In a typical scenario, you have to use both hands to make purchases online. No matter either you use a mobile device or laptop. In addition, you should focus on the shopping process if you want to do it fast and buy exactly what you need. With V-commerce, you can buy an item on-the-fly while going along the street, washing up, or even driving.


According to a 2018 report “Is there anyone here? Conversation commerce gains voice” published by Mastercard, the convenience is the key driver of voice-based services. Furthermore, the above mentioned Stone Temple’s survey shows that nearly half of users prefer voice services because speaking is accurate and they don’t need to type.
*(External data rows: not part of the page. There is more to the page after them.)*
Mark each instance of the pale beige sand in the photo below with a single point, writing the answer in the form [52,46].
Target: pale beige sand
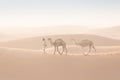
[17,64]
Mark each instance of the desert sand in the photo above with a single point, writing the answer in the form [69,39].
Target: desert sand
[24,60]
[19,64]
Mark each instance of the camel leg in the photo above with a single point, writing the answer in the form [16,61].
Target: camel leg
[94,48]
[44,50]
[89,49]
[59,51]
[66,50]
[54,50]
[82,50]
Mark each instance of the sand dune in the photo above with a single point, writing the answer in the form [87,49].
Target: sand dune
[17,64]
[112,32]
[36,42]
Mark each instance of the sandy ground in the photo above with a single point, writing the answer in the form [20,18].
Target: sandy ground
[17,64]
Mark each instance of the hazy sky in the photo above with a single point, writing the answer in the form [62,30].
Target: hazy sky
[36,13]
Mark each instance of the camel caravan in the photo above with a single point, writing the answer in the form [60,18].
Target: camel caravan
[61,43]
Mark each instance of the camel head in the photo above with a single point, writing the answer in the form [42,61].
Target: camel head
[49,39]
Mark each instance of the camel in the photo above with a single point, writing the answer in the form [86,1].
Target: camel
[57,43]
[44,45]
[86,43]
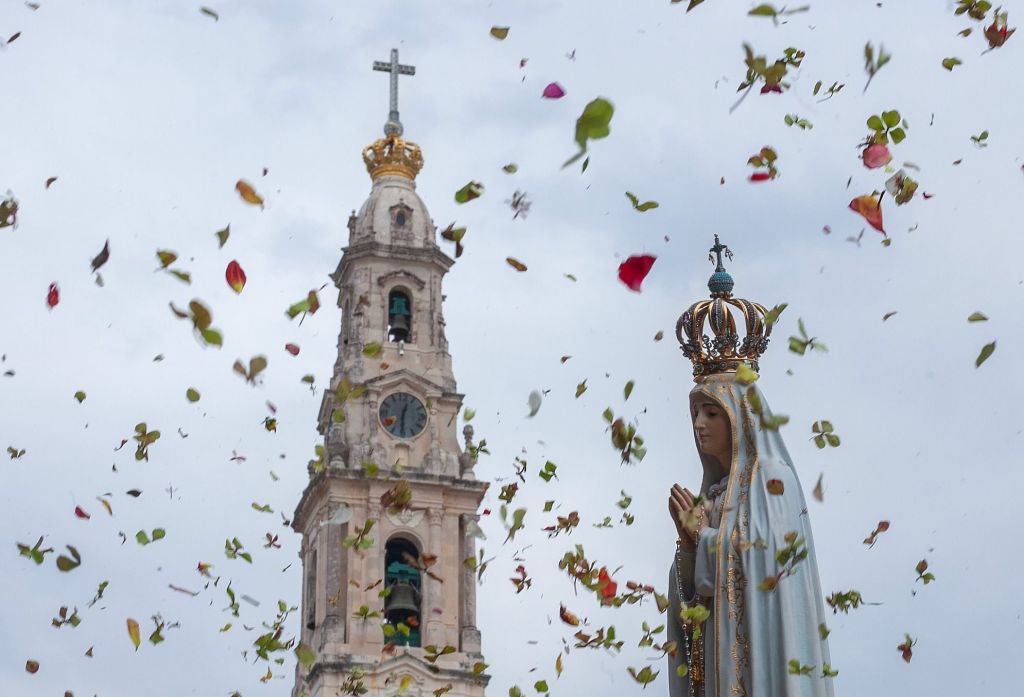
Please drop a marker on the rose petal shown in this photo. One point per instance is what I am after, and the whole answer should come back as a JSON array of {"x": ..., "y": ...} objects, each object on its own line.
[
  {"x": 553, "y": 91},
  {"x": 236, "y": 276},
  {"x": 52, "y": 296},
  {"x": 877, "y": 155},
  {"x": 869, "y": 207},
  {"x": 635, "y": 269}
]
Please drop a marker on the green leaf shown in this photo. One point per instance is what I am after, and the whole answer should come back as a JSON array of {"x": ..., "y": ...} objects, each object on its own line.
[
  {"x": 297, "y": 308},
  {"x": 745, "y": 375},
  {"x": 212, "y": 337},
  {"x": 69, "y": 563},
  {"x": 471, "y": 190},
  {"x": 166, "y": 257},
  {"x": 772, "y": 315},
  {"x": 986, "y": 351},
  {"x": 133, "y": 633},
  {"x": 595, "y": 121},
  {"x": 201, "y": 316},
  {"x": 222, "y": 235}
]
Making purchases with chatbots requires typing. It can take up to a couple of minutes to type a long message. Dictating what you want to say is definitely much faster than texting. For example, I can type up to 40 words per minute or pronounce about 120-160 words within the same time. Therefore, speaking is 3-4 times faster than typing. The report by Stone Temple also proves this thought: about 70% of users appreciate voice services because they’re fast.


Voice commerce is relatively a new concept still remaining in its development phase. According to Stone Temple, only 15% of men and 6% of women have ever used voice commands for shopping while nearly half of all users used this feature for texting. The reason may lay in that the technology isn’t mature enough. However, there are some other challenges that can make users avoid V-commerce.

Personal data privacy

Modern Internet users are aware of conversational and voice commerce. According to the above-mentioned study conducted by Mastercard and Future Agenda, 87% of Americans have heard about voice assistants and chatbots while 66% of them have ever used either chatter bots or voice commands. In Europe, 20% of users have ever made a purchase using a voice or text assistant.


However, the study also showed that many customers worried about their privacy when using voice commands, especially when it comes to making payments online. The lack of data privacy can become the main obstacle towards V-commerce to become widely used.

Lack of capabilities

Despite the existence of various voice assistants and smart speakers, the capabilities of current voice commerce are still poor. For example, with Google Home, users don’t have access to the same features for pizza ordering which they have when using Domino’s website. They can only buy the same pizza they’ve ordered in the previous time or place their most frequent order. They can’t buy something new, change delivery address, or use another payment data.


Amazon Echo Dot has similar disadvantages. To enter your credit card information or set where you want to get your order, you have to use a separate mobile app on your smartphone. It still requires you to type. Like Google Home, Amazon Alexa enables users to buy what they used to purchase. As an option, you also can select among items in the Prime Now list. Unfortunately, voice assistants can’t fully replace chatbots or mobile apps as of now.

Final thoughts

Voice commerce is only gaining momentum in improving the customer shopping experience. Voice assistants significantly simplify our typical buying process and allow us to make frequent purchases in a fast and convenient way. You can buy your favorite pink paper towels while driving as like you would stay in front of a shop assistant and talk to him or her.


However, V-commerce can’t exist on its own without mobile apps or chatbots at least now. You can’t find on the Internet and buy anything you want using only voice commands. Unfortunately, there are too many limitations that include the requirement for a particular online store or booking service to support voice control. Although, it’s just a beginning, there much more new capabilities to come in the next few years.